Lecture: Address Translation & Paging
Physical Memory
- byte addressable (can refer to each byte in memory), limited size
- ~200 cycles access latency (as a reference, common instrs within 7 cycles)
- a process's code and data needs to be in memory to execute
Physical Memory Management
- another resource allocation problem: limited physical memory, multiple processes
- so how do we allocate memory?
- simple case: one process at a time
- give the entire physical memory to the process
- no translation needed, process's address = physical address
- pro vs cons?
- actual case: multiple processes
- attempt 1:
- if we know how much memory a process needs, we can just put processes's memory into disjoint sections of the physical memory
- do we need address translation now? how do we support fork?
- virtual memory: every process has their own view of memory
- virtual address vs physical address
- hw support: base and bound registers
- pos vs cons? What are the limitations?
- attempt 2:
- do programs need all of its memory at once?
- how can we make more efficient uses of physical memory?
- paging: divide process memory into fixed chunks, only keep ones needed in physical memory
Paging
- divide a process's memory into fixed sized pages (typically 4KB)
- only keeps pages we currently need in memory (what might that be?)
- dynamically load other pages into memory as needed it
- access to a page not in memory causes a page fault
Address Translation With Paging
- how would we implement this purely in software?
- divide up physical memory into page sized chunks
- each chunk of physical memory is called frame, page frame, or physical page
- track which page is mapped to which frame (physical memory)
- is this information per process or per entire system?
- what data structure can we use to store this info?
- what's the cost for accessing the data structure?
- where do we store the data structure?
- how many of these translation mappings would we need to store?
- on every memory access, transfers control to the kernel and asks the kernel to perform address translation
- how is it actually done?
- page table
- data structure for storing page to frame mappings
- single level
- multilevel
- indirection can help with space saving (when does it not?)
- how often do we need to perform address translation?
- how can we speed it up?
- cache the translation lookup! Translation Lookaside Buffer (TLB)
- upon a memory access, the hardware checks if the translation for the page is cached in the TLB
- if not, walk the page table to find the corresponding frame, and add that to the TLB
- have hardware perform the translation look up (page table walk)
x86-64 Address Translation
architecture specification defines format of the page table
x86-64 page table format
- 4 level page table
- PML4: Page Map Level 4, top level page table, each entry stores the address of a PDPT
- PDPT: Page Directory Pointer Table, 2nd level page table, each entry stores the address of a PDT
- PDT: Page Directory Table, 3rd level page table, each entry stores the address of a PT
- PT: Page Table, last level page table, each entry stores the address of the mapped frame
- each table is 4KB in size and each table entry is 8 bytes
- 4096 (table size) / 8 (entry size) = 512 (entries)
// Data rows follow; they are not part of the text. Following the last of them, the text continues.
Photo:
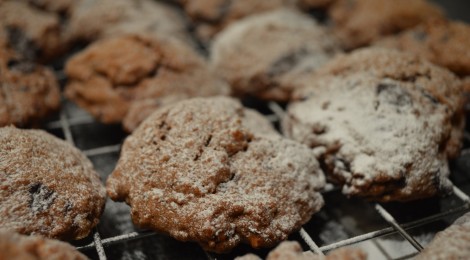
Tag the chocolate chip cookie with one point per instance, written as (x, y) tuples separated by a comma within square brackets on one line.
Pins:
[(28, 91), (293, 251), (47, 187), (262, 54), (359, 22), (383, 122), (201, 170), (33, 33), (127, 77), (445, 43), (91, 20), (16, 246), (452, 243)]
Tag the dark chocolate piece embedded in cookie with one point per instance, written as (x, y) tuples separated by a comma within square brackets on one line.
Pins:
[(262, 54), (452, 243), (359, 22), (47, 187), (442, 42), (127, 77), (202, 170), (28, 91), (16, 246), (383, 123)]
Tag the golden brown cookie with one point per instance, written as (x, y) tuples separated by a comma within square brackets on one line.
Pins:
[(359, 22), (262, 54), (291, 250), (33, 33), (92, 20), (198, 171), (28, 91), (47, 187), (442, 42), (16, 246), (383, 122), (452, 243), (127, 77)]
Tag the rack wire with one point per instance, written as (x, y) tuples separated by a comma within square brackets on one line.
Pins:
[(65, 123)]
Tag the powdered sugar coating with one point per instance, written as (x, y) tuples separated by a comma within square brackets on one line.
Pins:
[(452, 243), (16, 246), (261, 54), (47, 187), (196, 171), (291, 250), (127, 77), (384, 124)]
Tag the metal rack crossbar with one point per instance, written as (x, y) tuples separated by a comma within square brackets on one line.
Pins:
[(64, 123)]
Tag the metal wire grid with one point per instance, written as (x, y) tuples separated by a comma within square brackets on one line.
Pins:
[(64, 124)]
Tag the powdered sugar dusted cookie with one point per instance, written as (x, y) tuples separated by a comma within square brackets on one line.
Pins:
[(445, 43), (198, 171), (28, 92), (359, 22), (47, 187), (91, 20), (452, 243), (127, 77), (16, 246), (292, 250), (383, 122), (262, 54), (33, 33)]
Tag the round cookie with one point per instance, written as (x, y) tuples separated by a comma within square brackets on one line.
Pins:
[(292, 250), (359, 22), (452, 243), (91, 20), (28, 92), (384, 123), (16, 246), (212, 16), (127, 77), (262, 54), (198, 171), (47, 187), (445, 43), (33, 33)]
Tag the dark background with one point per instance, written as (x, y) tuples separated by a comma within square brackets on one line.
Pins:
[(455, 9)]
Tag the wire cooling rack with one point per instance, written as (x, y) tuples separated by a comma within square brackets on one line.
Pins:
[(385, 231)]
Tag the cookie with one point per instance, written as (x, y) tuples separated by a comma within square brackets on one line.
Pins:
[(384, 124), (292, 250), (359, 22), (442, 42), (262, 54), (127, 77), (452, 243), (28, 91), (16, 246), (198, 171), (47, 187), (212, 16), (91, 20), (33, 33)]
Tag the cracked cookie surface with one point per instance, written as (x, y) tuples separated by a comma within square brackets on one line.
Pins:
[(16, 246), (47, 187), (383, 123), (210, 171), (127, 77), (262, 54)]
- each table is indexed with 9 bits of the virtual address
- what does the 8 byte page table entry look like?
- page table entry:
- Bit 0-11 contain information about the page (bit 0: present, 1: writable, 2: user accessible)
- Bit 12-47 contain the physical page number of the frame
- Bit 48-63 contain either reserved field or other permission info about the page (63: executable)
- why do we care about the format if hardware does the walk and permission checking?
- the kernel is responsible for setting up the page tables and filling out the entries
- the kernel can use these bits to make paging policy decisions
- eg. bit 5 indicates if the page has been accessed, 6 indicate if the page has been written to
Page Faults
- an exception that is raised by the hardware when something wrong happens in the page table walk
- could be missing the translation mapping or violating the access permission
- how does the kernel handle a page fault?
- identify and handle valid page faults
- stack or heap growth
- memory mapped files
- known permission mismatch
- memory pressure (access to swapped pages)
- terminate threads with invalid page faults
- nullptr, random address in unallocated virtual memory
- actual permission mismatch
- needs bookkeeping structures to track information (unrelated to address translation) about each page
- machine independent bookkeeping structures vs machine dependent page table
- machine independent structures in xk:
vspace
, vregion
, vpage_info
- track the size of each region (stack, heap, code), if a page is associated to any file, if a page is cow
- machine dependent structures in xk: the x86-64 page table
x86_64vm.c
- used for actual translation information
- you can update just vspace and generate a new machine depedent page table with
vspaceinvalidate
- last thing: how does the TLB interact with page fault handling
- if we change the permission of a page while handling page fault (eg. cow), is the cached result in TLB still valid?
- if we add a new mapping in page fault (stack growth), do we need to do anything to the TLB?